The 72-minute “Legacy” — produced by the International Raoul Wallenberg Foundation and based on a concept by the group’s co-founder, Baruch Tenembaum — tells the story of 820 Jews who escaped the pogroms of czarist Russia in 1889 and landed in Argentina aboard the steamship Wesser.
The film received an extended ovation and screening and hugs were exchanged in the audience, where comments in Yiddish could be heard.
Vivian Imar — who directed the picture along with Marcelo Trotta — said she was moved most deeply while making and watching the film when she heard Yiddish being spoken.
“I am interested in the film work that has to do with memory,” she told JTA. “During the process, I felt close to my grandparent’s history — three of them came from Russia to Buenos Aires. Hearing the Yiddish meant so much to me.”
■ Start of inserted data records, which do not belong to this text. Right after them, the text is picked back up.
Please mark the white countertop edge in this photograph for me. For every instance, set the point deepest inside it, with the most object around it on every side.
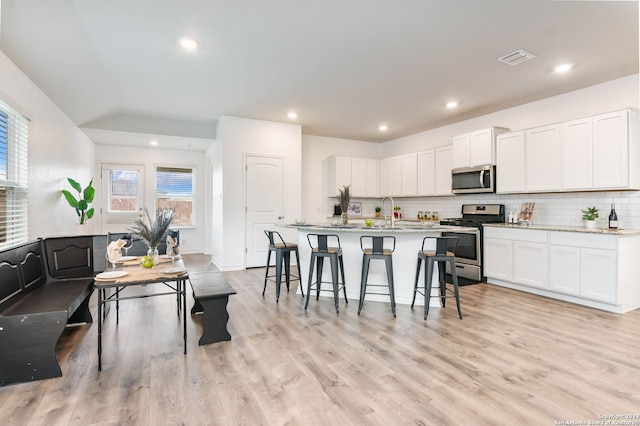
(405, 229)
(561, 228)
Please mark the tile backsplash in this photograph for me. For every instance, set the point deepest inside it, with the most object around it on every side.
(551, 209)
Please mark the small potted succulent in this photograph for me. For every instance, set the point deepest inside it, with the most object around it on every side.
(589, 216)
(81, 204)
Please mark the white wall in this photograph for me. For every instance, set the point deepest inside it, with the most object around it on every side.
(57, 150)
(240, 136)
(560, 209)
(192, 239)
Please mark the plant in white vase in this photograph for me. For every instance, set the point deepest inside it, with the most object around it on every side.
(589, 216)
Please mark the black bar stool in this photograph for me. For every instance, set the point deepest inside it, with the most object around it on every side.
(283, 255)
(444, 252)
(373, 247)
(321, 248)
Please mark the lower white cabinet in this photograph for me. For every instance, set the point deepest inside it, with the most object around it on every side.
(597, 270)
(497, 258)
(564, 269)
(530, 263)
(598, 274)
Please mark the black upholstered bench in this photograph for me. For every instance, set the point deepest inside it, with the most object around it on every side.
(211, 293)
(36, 307)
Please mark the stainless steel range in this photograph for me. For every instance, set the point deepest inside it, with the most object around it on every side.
(469, 254)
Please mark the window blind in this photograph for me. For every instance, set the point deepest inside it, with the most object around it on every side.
(174, 191)
(14, 136)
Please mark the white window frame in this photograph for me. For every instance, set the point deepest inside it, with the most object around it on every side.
(193, 190)
(16, 181)
(121, 217)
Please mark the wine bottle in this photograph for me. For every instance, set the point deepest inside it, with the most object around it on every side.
(613, 217)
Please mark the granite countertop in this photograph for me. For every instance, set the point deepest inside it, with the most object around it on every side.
(562, 228)
(357, 228)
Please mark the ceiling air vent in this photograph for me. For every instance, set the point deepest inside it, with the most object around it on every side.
(517, 57)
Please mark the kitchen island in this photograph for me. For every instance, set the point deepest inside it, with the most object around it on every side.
(408, 243)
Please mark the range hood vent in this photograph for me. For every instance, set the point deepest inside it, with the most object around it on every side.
(516, 58)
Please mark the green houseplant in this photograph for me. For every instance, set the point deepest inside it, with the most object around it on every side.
(344, 198)
(81, 204)
(154, 232)
(589, 216)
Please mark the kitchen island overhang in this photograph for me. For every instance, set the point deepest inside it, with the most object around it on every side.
(408, 244)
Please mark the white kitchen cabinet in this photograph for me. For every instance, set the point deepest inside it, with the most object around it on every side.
(360, 173)
(497, 259)
(372, 178)
(409, 175)
(461, 155)
(615, 150)
(338, 174)
(577, 154)
(384, 177)
(543, 163)
(530, 263)
(592, 269)
(395, 177)
(598, 274)
(592, 153)
(444, 160)
(476, 148)
(510, 163)
(427, 172)
(564, 269)
(358, 177)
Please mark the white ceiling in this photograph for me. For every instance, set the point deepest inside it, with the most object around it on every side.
(346, 66)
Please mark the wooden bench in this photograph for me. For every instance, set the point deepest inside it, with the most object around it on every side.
(210, 294)
(36, 307)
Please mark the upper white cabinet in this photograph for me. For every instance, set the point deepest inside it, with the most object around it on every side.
(543, 165)
(360, 173)
(577, 154)
(444, 161)
(427, 172)
(510, 168)
(410, 174)
(476, 148)
(615, 150)
(593, 153)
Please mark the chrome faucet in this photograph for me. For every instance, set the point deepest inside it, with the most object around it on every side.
(393, 219)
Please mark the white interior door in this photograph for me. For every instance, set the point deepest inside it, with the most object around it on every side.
(264, 204)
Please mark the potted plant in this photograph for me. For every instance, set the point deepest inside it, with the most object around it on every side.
(396, 212)
(153, 233)
(81, 204)
(589, 216)
(344, 198)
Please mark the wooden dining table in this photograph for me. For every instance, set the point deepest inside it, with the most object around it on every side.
(112, 287)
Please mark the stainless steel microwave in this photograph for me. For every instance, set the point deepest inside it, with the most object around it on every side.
(473, 180)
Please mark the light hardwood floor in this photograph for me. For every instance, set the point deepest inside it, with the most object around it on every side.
(515, 358)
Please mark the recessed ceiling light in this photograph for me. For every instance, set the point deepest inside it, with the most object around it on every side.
(189, 43)
(563, 68)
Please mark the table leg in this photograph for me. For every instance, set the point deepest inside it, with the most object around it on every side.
(100, 307)
(214, 320)
(184, 312)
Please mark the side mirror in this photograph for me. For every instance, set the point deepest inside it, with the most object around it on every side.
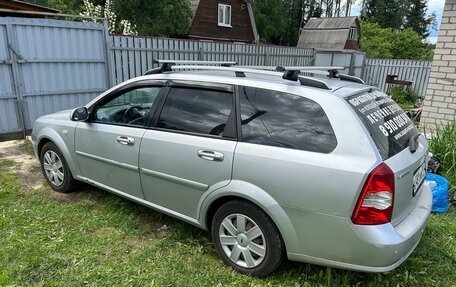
(79, 114)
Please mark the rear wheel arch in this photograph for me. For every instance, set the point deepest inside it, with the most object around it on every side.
(258, 198)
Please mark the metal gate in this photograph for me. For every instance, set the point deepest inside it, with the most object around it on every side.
(47, 66)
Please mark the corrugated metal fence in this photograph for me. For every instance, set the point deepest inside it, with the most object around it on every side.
(47, 66)
(417, 72)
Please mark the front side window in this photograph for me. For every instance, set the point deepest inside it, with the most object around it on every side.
(224, 15)
(284, 120)
(196, 110)
(131, 107)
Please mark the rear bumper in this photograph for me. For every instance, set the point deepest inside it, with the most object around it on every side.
(379, 248)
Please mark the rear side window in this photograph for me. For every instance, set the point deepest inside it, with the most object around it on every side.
(196, 110)
(387, 123)
(284, 120)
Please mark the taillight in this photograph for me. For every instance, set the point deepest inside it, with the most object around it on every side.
(375, 203)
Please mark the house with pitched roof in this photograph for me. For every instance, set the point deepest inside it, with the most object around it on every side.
(338, 33)
(223, 20)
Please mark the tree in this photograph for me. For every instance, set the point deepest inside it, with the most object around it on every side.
(399, 15)
(270, 18)
(375, 41)
(386, 13)
(417, 19)
(165, 18)
(379, 42)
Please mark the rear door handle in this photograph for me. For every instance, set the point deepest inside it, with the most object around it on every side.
(125, 140)
(210, 155)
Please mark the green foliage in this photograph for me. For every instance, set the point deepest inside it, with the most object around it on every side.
(379, 42)
(403, 96)
(387, 14)
(417, 19)
(443, 147)
(278, 21)
(166, 18)
(399, 15)
(270, 20)
(375, 41)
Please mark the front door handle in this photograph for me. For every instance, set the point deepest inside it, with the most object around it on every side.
(210, 155)
(125, 140)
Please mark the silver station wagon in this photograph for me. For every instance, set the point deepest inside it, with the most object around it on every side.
(275, 165)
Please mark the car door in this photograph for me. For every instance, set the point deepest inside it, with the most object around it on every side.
(107, 146)
(189, 150)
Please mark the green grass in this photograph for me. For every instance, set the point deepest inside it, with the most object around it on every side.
(93, 238)
(443, 148)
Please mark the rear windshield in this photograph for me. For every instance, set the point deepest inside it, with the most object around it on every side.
(387, 123)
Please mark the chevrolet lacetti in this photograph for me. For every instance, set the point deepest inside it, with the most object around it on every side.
(276, 165)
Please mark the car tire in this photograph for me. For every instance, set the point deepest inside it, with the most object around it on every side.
(55, 169)
(255, 247)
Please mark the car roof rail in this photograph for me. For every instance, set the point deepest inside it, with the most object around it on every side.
(345, 77)
(241, 71)
(166, 65)
(291, 73)
(329, 71)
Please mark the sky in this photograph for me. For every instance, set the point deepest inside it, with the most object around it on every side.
(433, 6)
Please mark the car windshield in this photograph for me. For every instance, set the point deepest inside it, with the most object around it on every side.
(388, 125)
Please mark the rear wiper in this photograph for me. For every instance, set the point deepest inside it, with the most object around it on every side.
(413, 143)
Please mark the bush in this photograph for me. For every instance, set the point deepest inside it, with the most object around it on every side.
(403, 96)
(443, 148)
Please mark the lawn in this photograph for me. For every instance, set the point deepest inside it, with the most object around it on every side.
(93, 238)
Today Imar, who is Jewish, boosts her 90-year-old grandmother’s spirits by singing her Yiddish songs like “Arum den fair” and “Oifn pripetchik.”
Upon arriving in Argentina, these Russian immigrant Jews, who later became know by some as “Jewish Gauchos,” settled in Entre Rios, Santa Fe and Buenos Aires, where they founded colonies with the aid of European Jewish philanthropist Baron Hirsch.
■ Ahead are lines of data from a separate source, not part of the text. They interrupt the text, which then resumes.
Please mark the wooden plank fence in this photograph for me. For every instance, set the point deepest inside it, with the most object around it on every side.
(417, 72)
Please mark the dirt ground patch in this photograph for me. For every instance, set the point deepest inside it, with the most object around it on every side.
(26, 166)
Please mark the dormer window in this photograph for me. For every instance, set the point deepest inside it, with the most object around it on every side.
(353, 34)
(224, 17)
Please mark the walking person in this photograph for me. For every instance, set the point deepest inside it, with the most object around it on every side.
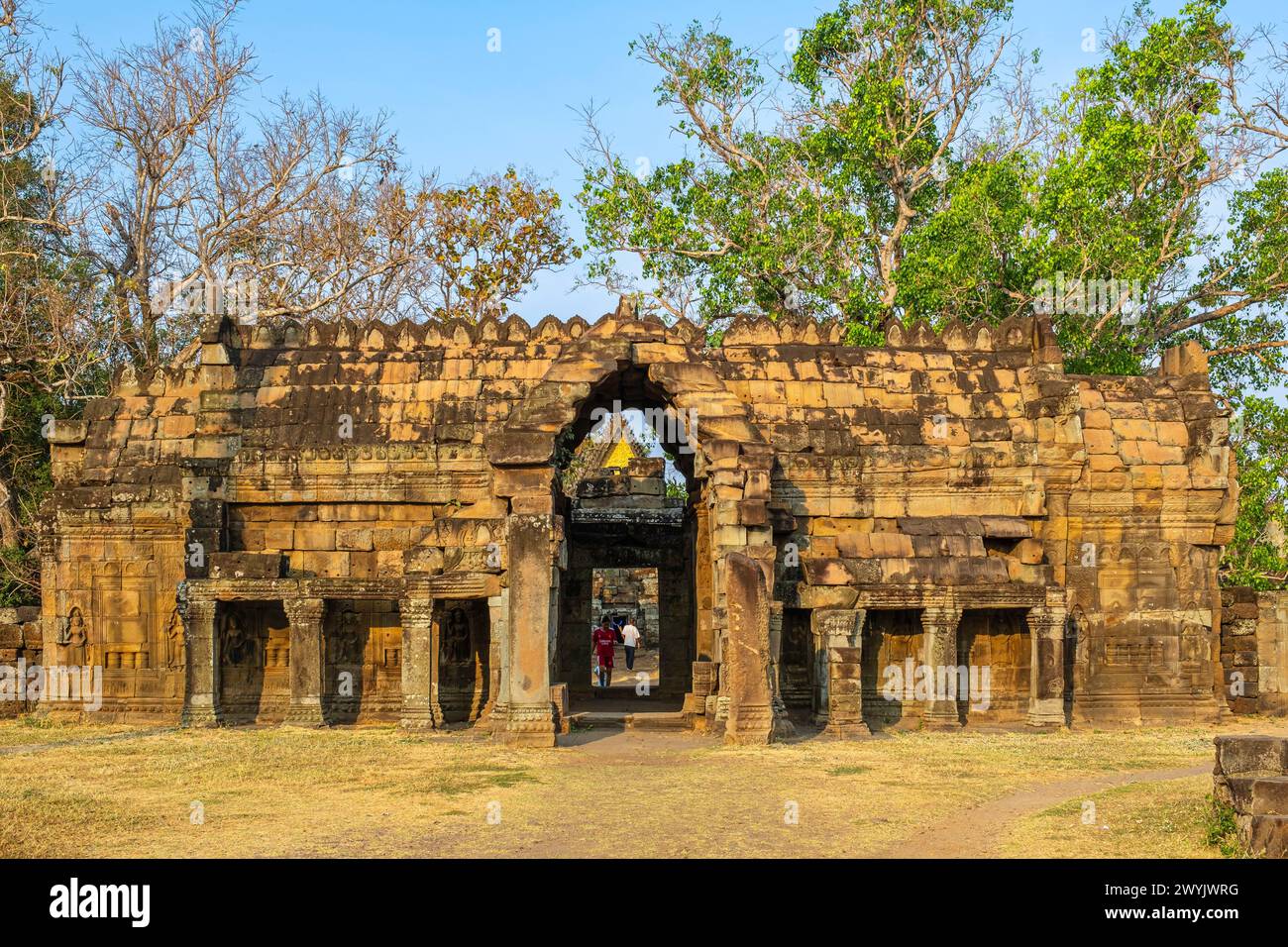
(630, 639)
(603, 641)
Deep religious values, an intense cultural life and a strong focus on educating their children suffused the immigrants’ daily struggle to tame the inhospitable brushwood.
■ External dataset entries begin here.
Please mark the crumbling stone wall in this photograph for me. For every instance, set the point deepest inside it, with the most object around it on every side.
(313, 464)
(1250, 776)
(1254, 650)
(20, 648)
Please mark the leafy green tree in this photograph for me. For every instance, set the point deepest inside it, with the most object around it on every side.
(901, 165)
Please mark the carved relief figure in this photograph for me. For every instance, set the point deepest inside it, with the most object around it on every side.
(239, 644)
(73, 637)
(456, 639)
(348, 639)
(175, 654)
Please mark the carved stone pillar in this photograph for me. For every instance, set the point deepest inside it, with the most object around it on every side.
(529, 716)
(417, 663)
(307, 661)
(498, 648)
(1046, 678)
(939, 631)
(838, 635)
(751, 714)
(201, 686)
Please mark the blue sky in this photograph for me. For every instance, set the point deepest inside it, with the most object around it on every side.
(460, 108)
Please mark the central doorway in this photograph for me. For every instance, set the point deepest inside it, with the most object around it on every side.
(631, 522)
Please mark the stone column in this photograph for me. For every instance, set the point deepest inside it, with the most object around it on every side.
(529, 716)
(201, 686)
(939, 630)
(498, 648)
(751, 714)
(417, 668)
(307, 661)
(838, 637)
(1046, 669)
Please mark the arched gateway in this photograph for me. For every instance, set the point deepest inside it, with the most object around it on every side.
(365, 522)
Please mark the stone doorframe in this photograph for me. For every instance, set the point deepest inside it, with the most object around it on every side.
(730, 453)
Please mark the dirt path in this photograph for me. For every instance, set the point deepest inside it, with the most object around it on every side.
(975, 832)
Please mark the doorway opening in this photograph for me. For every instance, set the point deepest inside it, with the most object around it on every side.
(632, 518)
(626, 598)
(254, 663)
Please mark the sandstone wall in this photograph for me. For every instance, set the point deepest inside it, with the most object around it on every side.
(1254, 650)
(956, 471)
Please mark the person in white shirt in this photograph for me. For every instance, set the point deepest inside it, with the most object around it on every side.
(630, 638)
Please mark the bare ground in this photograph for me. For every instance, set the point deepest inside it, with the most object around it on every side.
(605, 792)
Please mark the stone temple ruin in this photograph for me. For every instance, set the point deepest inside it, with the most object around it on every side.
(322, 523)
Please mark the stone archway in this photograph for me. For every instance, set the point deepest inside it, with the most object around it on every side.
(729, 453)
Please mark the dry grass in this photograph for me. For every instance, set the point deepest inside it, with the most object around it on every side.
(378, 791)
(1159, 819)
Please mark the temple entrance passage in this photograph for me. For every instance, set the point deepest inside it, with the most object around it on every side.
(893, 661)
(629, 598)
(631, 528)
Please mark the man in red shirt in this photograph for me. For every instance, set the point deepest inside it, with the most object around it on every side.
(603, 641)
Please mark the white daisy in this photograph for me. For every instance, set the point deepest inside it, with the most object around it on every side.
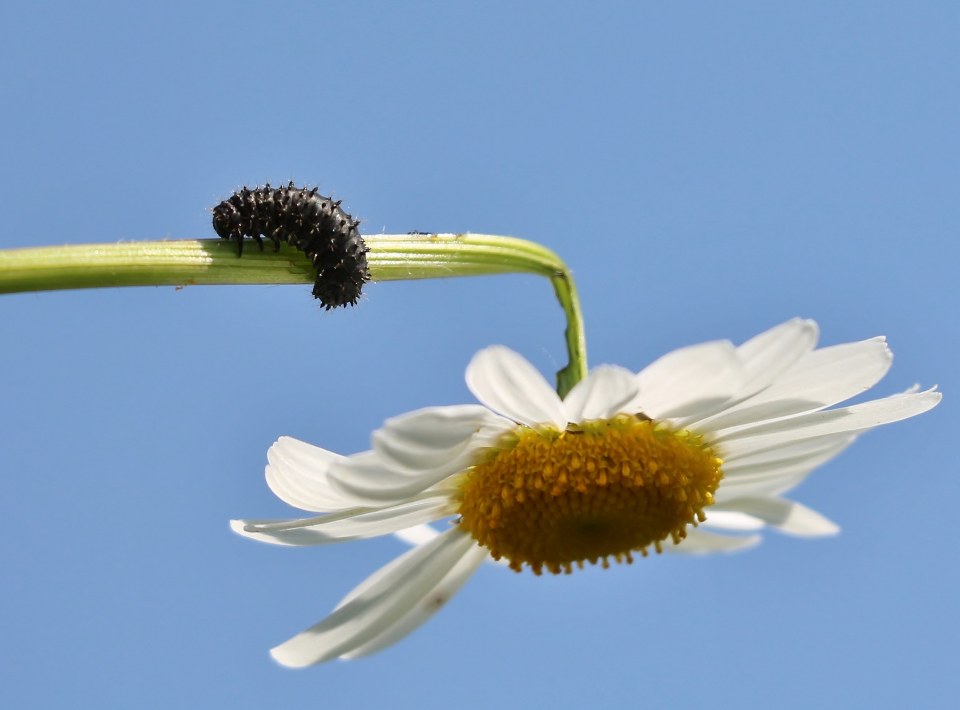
(707, 437)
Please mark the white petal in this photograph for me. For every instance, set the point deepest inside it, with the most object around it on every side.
(417, 535)
(835, 421)
(365, 477)
(347, 525)
(509, 385)
(785, 515)
(691, 380)
(430, 438)
(428, 606)
(730, 520)
(602, 394)
(821, 379)
(766, 356)
(298, 474)
(698, 542)
(377, 604)
(764, 359)
(779, 474)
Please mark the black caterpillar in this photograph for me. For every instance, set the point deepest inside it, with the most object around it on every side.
(312, 223)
Though it tells a serious story, the film is funny at times and the camera often comes to rest on the gauchos’ wrinkled faces, lined with stories of courage.
Renowned artists and intellectuals such as the Argentine Yiddish actress Shifra Lerer performed at the colonies’ communal centers, and the cooperative farms they built became models of that mode of living in Argentina.
At the film’s opening, Imar’s father, Israel, a 69-year-old lawyer, couldn’t hide his pride.
“I feel so emotional,” he said. “My father gave me the torch of being Jewish. I have passed it on to my children, and I can clearly see they have received it.”
In “Legacy,” already shown at several international film festivals, Lerer tells the story in Yiddish of a woman who arrived in the colonies on the Wesser when she was just 10 years old.
By film’s end, the audience has been introduced to five generations of her descendants as they visit the colonies to mark Yom Kippur.
For some in the audience, the film’s use of Yiddish meant a trip back to their childhoods, surrounded by grandparents telling shtetl tales, complaining because they couldn’t “shlufn,” or sleep, and gossiping about their “mishpuchas,” or families.
Among the crowd at the release were other survivors: people who survived the bombing of the AMIA Jewish community center in 1994 and of the Israeli Embassy here in 1992.
Escorted by bodyguards, Israeli Ambassador Rafael Eldad was reflective as he left the theater
“I think it is important to feel how rich these people were despite their poverty,” he told JTA.
“They had such a deep conviction of their roots, such a stubborn will. They not only have survived. They built ‘kehilot,’ ” or communities, he said, adding that “Today, with so much plenty, we hardly keep in existence.”
Spreading out through the mall after the screening, some among the crowd continued speaking to one another in Yiddish.